Also nested decorators can be nasty and You cant use Signals in a subthread. If You want to create a truly universal, cross-platform decorator, all this needs to be taken into consideration (and tested).
Other issues are passing exceptions back to the caller, as well as logging issues (if used in the decorated function - logging to files in another process is NOT supported)
I tried to cover all edge cases, You might look into the package wrapt_timeout_decorator, or at least test Your own solutions inspired by the unittests used there.
@Alexis Eggermont - unfortunately I dont have enough points to comment - maybe someone else can notify You - I think I solved Your import issue.
有很多建议,但没有使用并发。futures,我认为这是处理这个问题的最清晰的方法。
超级简单的阅读和维护。
我们创建一个池,提交一个进程,然后等待最多 5 秒,然后引发一个 TimeoutError,您可以根据需要捕获并处理该错误。
原生于 python 3.2+ 并向后移植到 2.7 (pip install futures)。
线程和进程之间的切换就像用
ThreadPoolExecutor替换ProcessPoolExecutor一样简单。如果您想在超时时终止进程,我建议您查看 Pebble。
There are a lot of suggestions, but none using concurrent.futures, which I think is the most legible way to handle this.
Super simple to read and maintain.
We make a pool, submit a single process and then wait up to 5 seconds before raising a TimeoutError that you could catch and handle however you needed.
Native to python 3.2+ and backported to 2.7 (pip install futures).
Switching between threads and processes is as simple as replacing
ProcessPoolExecutorwithThreadPoolExecutor.If you want to terminate the Process on timeout I would suggest looking into Pebble.
在 @piro 的答案的基础上构建和增强,您可以构建一个上下文管理器。 这允许非常可读的代码,它将在成功运行后禁用警报信号(设置 signal.alarm(0))
示例用法:
Building on and and enhancing the answer by @piro , you can build a contextmanager. This allows for very readable code which will disable the alaram signal after a successful run (sets signal.alarm(0))
Example usage:
很棒、易于使用且可靠的 PyPi 项目 timeout-decorator (https://pypi.org/project/timeout-decorator/)
安装:
使用:
Great, easy to use and reliable PyPi project timeout-decorator (https://pypi.org/project/timeout-decorator/)
installation:
Usage:
timeout-decorator不适用于 Windows 系统,因为 Windows 不能很好地支持signal。
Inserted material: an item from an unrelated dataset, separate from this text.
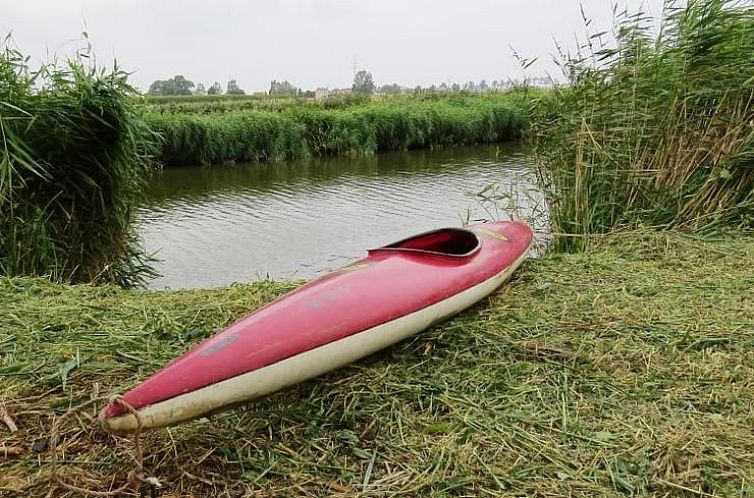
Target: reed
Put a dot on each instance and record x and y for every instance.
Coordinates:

如果您在 Windows 系统中使用 timeout-decorator,您将得到以下信息
Some suggest to use
use_signals=Falsebut did not work for me.作者 @bitranox 创建了以下包:
代码示例:
给出以下异常:
timeout-decoratordon't work on windows system as , windows didn't supportsignalwell.If you use timeout-decorator in windows system you will get the following
Some suggested to use
use_signals=Falsebut didn't worked for me.Author @bitranox created the following package:
Code Sample:
Gives the following exception:
为了防止它对任何人有帮助,在 @piro 的答案的基础上,我制作了一个函数装饰器:在
具有
20 秒超时的函数上使用包装器将如下所示:Just in case it is helpful for anyone, building on the answer by @piro, I've made a function decorator:
Using the wrapper on a function with a
20 secondstimeout would look something like:亮点
TimeoutError使用异常来警告超时 - 可以轻松修改有关并行映射的完整说明和扩展,请参阅此处 https://flipdazed.github.io/blog/quant%20dev/parallel-functions-with-timeouts
最小示例
和预期
完整代码
注释
由于
dill的工作方式,您将需要在函数内部导入。这也意味着如果目标函数中有导入,这些函数可能与 doctest 不兼容。 您将遇到找不到
__import__的问题。Highlights
TimeoutErroruses exceptions to alert on timeout - can easily be modifiedFor full explanation and extension to parallel maps, see here https://flipdazed.github.io/blog/quant%20dev/parallel-functions-with-timeouts
Minimal Example
and as expected
Full code
Notes
You will need to import inside the function because of the way
dillworks.This will also mean these functions may not be not compatible with
doctestif there are imports inside your target functions. You will get an issue with__import__not found.我们可以使用信号来实现同样的目的。 我认为下面的例子对你有用。 与线程相比,它非常简单。
We can use signals for the same. I think the below example will be useful for you. It is very simple compared to threads.
asyncio 的另一个解决方案:
如果您想取消后台任务,而不仅仅是在运行的主代码上超时,那么您需要主线程的显式通信来要求任务的代码取消,例如 threading.Event()
Another solution with asyncio :
If you want to cancel the background task and not just timeout on the running main code, then you need an explicit communication from main thread to ask the code of the task to cancel , like a threading.Event()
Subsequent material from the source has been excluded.